If you have climbed Kilimanjaro, you will have witnessed first-hand just how hard Kilimanjaro porters and cooks have to work to enable us to have a comfortable climbing experience.
Carrying our luggage, our camping equipment and enough food supplies for the duration of our trip, Kilimanjaro porters, cooks and mountain guides are fundamental to the success of our climb, but many have inadequate clothing and shoes and receive less than $10 per day from their employers.
Fortunately, there are organisations out there such as KPAP (the Kilimanjaro Porters Assistance Project), who work hard to improve the working conditions of our porters and mountain crew.
An initiative of the International Mountain Explorers Connection, a non-profit organisation based in the US, KPAP was registered as a Tanzanian NGO back in 2003, and has been helping Kilimanjaro Porters ever since.

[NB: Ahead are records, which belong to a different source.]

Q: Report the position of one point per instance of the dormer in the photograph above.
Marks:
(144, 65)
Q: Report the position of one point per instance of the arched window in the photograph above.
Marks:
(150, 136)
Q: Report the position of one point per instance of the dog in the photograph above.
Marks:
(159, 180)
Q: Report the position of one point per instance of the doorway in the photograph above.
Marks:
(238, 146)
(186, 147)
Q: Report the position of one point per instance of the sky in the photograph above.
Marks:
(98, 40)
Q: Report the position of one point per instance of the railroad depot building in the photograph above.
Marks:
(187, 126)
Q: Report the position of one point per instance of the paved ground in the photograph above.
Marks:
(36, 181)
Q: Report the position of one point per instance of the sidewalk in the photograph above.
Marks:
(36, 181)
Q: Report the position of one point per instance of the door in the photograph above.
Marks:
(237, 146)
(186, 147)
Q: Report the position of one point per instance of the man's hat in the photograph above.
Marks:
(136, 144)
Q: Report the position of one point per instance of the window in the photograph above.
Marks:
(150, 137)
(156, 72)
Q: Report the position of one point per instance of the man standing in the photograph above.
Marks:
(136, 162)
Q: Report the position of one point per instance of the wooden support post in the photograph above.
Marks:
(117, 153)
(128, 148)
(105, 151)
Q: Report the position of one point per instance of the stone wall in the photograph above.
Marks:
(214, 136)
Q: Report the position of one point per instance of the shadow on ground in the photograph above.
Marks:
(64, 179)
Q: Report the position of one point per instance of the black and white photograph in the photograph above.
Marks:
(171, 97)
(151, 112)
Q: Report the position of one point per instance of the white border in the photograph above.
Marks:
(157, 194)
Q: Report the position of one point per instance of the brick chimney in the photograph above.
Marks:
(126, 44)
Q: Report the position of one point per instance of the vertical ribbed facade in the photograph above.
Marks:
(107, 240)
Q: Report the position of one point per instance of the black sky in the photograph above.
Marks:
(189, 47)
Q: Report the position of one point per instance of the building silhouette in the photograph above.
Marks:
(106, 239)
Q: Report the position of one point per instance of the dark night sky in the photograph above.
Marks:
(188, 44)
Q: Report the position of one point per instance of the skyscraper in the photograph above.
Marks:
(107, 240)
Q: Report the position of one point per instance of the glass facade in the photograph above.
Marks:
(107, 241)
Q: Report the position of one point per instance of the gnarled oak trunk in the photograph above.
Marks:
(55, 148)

The Kilimanjaro Porters Assistance Project has a long list of objectives, including:
- Equipping porters with appropriate mountain climbing gear
- Raising public awareness regarding proper working conditions and treatment of Kilimanjaro Porters
- Providing Kilimanjaro climbers with up-to-date information so they can choose to climb with a socially responsible climbing company
- Setting Tipping Recommendations for Kilimanjaro Porters and Mountain Crew
One of the easiest ways to ensure you are climbing with a reputable and recommended Kilimanjaro climbing company is to look out for the KPAP or the IMEC logos on their website, if it is not displayed, your porters may be working for less than the minimum wage and climbing without adequate clothing and food.
Other ways you can help is by donating any warm clothing, boots, walking sticks, water bottles, and mountain equipment once you have finished your climb, and by tipping the recommended amount directly to each porter.
Kilimanjaro Porters really are the unsung heroes of the mountain, and I can honestly say that without them my trip to Uhuru Peak would have been virtually impossible.